I find the current controversy regarding the plan to emblazon what the media enjoys describing as "graphic images" on cigarette packages interesting as a study in the exercise of governmental power.
I will first establish my bona fides. I smoked for twenty years--cigarettes mostly, but I was also a pipe smoker. I'd smoke a cigar once in a great while. I haven't smoked for many years. I quit "cold turkey" as we like to put it, although I did use nicotine patches for a time rather half-heartedly. I don't miss cigarettes, but feel the occasional urge to light up a pipe--I like the smell of pipe tobacco (well, some pipe tobacco).
I smoked many different brands of cigarettes. I started with Camels; no filters, the hard stuff. I also smoked Lucky Strikes, Pall Malls and Chesterfields. I would sometimes smoke Players when I could find them, as they seemed exotic. The filtered cigarettes I smoked were Viceroys, Marlboros, Marlboro Lights, and even the silly True brand, sometimes. I never smoked menthol cigarettes.
I can't say I was ever induced to smoke by the images displayed on cigarette packaging. I found the Pall Mall package amusing, especially the use of the Latin phrase supposedly heard by Constantine in his dream before the battle of the Mulvian Bridge, "In Hoc Signo Vinces." What, I would wonder regarding the package, was the sign supposed to be, and what was to be conquered? At least they didn't display the image of the Emperor lighting-up while gazing in amazement at the cross in the sky.
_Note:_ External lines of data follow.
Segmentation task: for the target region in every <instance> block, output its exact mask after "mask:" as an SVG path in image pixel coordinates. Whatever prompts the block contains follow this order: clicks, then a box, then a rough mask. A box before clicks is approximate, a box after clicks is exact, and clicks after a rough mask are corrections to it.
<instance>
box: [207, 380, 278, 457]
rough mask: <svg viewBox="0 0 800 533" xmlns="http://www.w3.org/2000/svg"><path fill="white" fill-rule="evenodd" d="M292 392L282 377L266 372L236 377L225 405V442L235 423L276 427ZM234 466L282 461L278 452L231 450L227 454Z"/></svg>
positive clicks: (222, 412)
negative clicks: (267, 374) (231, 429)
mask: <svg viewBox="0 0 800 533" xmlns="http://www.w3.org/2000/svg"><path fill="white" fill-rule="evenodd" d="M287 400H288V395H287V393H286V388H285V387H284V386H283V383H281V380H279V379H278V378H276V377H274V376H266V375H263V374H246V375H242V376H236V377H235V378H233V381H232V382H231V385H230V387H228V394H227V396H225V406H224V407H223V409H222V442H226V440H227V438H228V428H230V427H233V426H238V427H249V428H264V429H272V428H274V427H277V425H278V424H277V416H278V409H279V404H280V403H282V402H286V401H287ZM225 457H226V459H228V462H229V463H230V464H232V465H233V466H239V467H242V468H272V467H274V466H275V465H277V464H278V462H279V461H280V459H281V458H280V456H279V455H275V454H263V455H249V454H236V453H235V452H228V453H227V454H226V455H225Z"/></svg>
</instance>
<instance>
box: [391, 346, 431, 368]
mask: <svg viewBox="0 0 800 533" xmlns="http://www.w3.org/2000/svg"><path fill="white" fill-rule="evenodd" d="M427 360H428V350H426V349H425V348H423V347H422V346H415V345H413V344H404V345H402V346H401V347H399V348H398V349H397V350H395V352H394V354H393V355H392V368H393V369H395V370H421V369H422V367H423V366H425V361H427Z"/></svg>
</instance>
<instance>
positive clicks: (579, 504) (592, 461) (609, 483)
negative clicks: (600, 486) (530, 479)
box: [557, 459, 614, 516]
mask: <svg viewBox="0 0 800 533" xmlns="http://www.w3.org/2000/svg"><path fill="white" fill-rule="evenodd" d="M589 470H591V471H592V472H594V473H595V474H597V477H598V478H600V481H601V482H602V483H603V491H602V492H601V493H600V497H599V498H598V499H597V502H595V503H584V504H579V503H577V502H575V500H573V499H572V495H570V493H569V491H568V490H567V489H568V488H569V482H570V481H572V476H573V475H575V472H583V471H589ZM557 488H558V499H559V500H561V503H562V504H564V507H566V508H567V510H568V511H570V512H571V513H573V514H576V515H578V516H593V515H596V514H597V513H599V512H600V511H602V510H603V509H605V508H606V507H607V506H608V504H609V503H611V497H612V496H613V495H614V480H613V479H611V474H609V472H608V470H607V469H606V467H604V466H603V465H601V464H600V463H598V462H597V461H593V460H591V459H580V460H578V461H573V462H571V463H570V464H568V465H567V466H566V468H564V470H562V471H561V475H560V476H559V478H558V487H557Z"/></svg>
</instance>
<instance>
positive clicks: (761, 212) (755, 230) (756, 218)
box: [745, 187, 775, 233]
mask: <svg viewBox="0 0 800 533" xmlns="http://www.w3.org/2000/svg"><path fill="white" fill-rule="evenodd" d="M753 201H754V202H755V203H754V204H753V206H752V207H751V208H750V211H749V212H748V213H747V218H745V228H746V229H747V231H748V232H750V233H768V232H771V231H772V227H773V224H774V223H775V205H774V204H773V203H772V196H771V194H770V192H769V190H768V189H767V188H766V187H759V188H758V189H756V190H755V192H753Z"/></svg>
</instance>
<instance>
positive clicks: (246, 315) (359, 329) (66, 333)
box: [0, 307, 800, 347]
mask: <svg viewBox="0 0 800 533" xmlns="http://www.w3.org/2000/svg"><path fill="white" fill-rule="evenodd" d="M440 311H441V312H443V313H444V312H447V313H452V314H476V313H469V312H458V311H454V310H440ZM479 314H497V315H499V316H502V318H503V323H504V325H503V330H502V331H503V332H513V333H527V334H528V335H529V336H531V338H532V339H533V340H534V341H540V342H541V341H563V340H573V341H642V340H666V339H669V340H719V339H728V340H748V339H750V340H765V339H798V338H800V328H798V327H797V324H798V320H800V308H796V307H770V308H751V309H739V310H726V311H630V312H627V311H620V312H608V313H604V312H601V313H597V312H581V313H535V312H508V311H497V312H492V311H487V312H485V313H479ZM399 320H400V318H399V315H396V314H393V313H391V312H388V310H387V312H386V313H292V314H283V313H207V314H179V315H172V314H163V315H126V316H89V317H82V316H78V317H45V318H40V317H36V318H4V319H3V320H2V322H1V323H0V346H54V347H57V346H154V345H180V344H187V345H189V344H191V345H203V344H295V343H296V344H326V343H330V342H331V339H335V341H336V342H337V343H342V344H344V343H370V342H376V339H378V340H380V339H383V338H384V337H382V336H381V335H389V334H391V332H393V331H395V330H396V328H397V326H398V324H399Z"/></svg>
I frankly don't know how I would have been effected by any of the "graphic images" being considered by our wise regulators. I tend to doubt it, but those were very different times. Smoking in public was quite common. It was, in a way, social. Cigarettes were borrowed, people would ask each other for lights (matches or lighters) during or in the course of striking up a conversation. Gruesome, ugly packages would have been weird, certainly, but I don't think anyone noticed the packaging in any case, except to identify the brand.
Let's start, as we always should, with the law. The FDA probably has the authority to make cigarette packing really ugly and disgusting, if it can be reasonably concluded that this will in some manner decrease smoking. This is a matter of the police power of the government, as the health and welfare of the public are involved, and government has a great deal of discretion when it comes to imposing its police power. One would hope the government has taken the time to make a record that the regulation proposed will have such an effect. If it hasn't, and if instead this is the brainchild of some disapproving, but well-meaning (no doubt) bureaucrat, then it is a different story.
I think that adults should be able to smoke if they want to do so, provided it doesn't harm or inconvenience others. I have no problem, therefore, with laws prohibiting smoking in the presence of others without their consent. Tobacco being a luxury, and as I don't believe in some kind of absolute right to smoke, I have no problem with taxing or otherwise regulating the sale and use of tobacco, provided the regulations are reasonable. Prohibiting someone from smoking in his/her home while alone or with other smokers would strike me as unreasonable, regardless of the fact that tobacco may be addictive. We are long past the point where sneaky tobacco companies can lure people into smoking with ease or through trickery. Tobacco's effects are too well known, and advertising is heavily regulated. Adults should be allowed to make choices, even foolish ones, where they harm only themselves. We have not (yet?) granted government the authority to make us healthy, wealthy or wise as it considers to be the case where only our individual status is concerned, nor should we.
There comes a point, I think, when government intervention of this kind becomes excessive, and that point is reached where the government treats its citizens as if they were utterly incapable of making choices, i.e., where government feels that it must make choices for them, or influence them to make the choices the government believes desirable for them (as opposed to others they are likely to harm by the choice to be made). There is something in us which makes us think we know better than others what is good for them, and we tend to compel them to do what we think is best for them when we have authority and power. This is dangerous, as we often don't know what is best for others, and we shouldn't get into the habit of viewing fellow humans as incapable of knowing what is best for them--because what we come to feel for them in that case is, too often, contempt.